Ilusión por organizar la casa, por ver como se puede cambiar la decoración, por imaginar que tal quedará esto aquí o allí. Cambiar los muebles demasiados gastados, buscar otros. Hacer cuentas... y sobre todo sonreir.
Esa sonrisa bobalicona que no se me borra de la cara, porque estamos en la última cuenta atrás...
Y recordar como empezó todo. Tan despacito, cocinándose casi sin darnos cuenta.
¿Cuándo nos enamoramos?
No lo sé exactamente, solo el recuerdo de descubrir la sensación un buen día. Él estaba ahí, a mi lado, apoyándome cuando lo necesitaba, ofreciendo su mano si hacía falta. No busqué, no buscamos, sencillamente nos encontramos.

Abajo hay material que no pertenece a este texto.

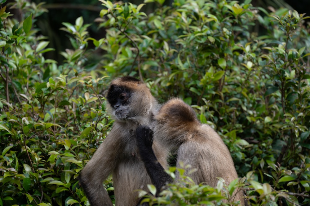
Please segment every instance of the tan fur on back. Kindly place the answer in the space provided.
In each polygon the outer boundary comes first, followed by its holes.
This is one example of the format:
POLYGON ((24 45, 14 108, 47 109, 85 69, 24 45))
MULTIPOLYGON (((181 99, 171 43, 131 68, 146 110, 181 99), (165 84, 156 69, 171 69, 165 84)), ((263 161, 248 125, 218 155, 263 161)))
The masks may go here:
MULTIPOLYGON (((183 100, 174 98, 163 106, 155 117, 154 138, 164 143, 169 151, 177 149, 177 167, 180 163, 190 165, 197 171, 185 174, 196 184, 216 186, 217 177, 229 184, 238 178, 226 146, 210 126, 202 124, 195 111, 183 100)), ((176 174, 176 179, 179 178, 176 174)), ((241 192, 235 194, 235 201, 244 204, 241 192)))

Descubrir su mirada, sentir la mía sobre él.
Saber que no estábamos solos.
Por fin el camino llega a su fin... o tal vez al comienzo de uno nuevo. Porque la vida no acaba, sigue, reinventándose constatemente; Y en unos días acompañada. Reinventándonos momento a momento, amando, sin dejar de sentir; a pesar de las dificultades; porque estaremos juntos.
Y justo cuando llegaba a mi conclusión, en mis oídos sonó una canción. Inesperada pero precisa.
Me hizo sonreir, seguir más animada... a fuego lento en un par de semanas.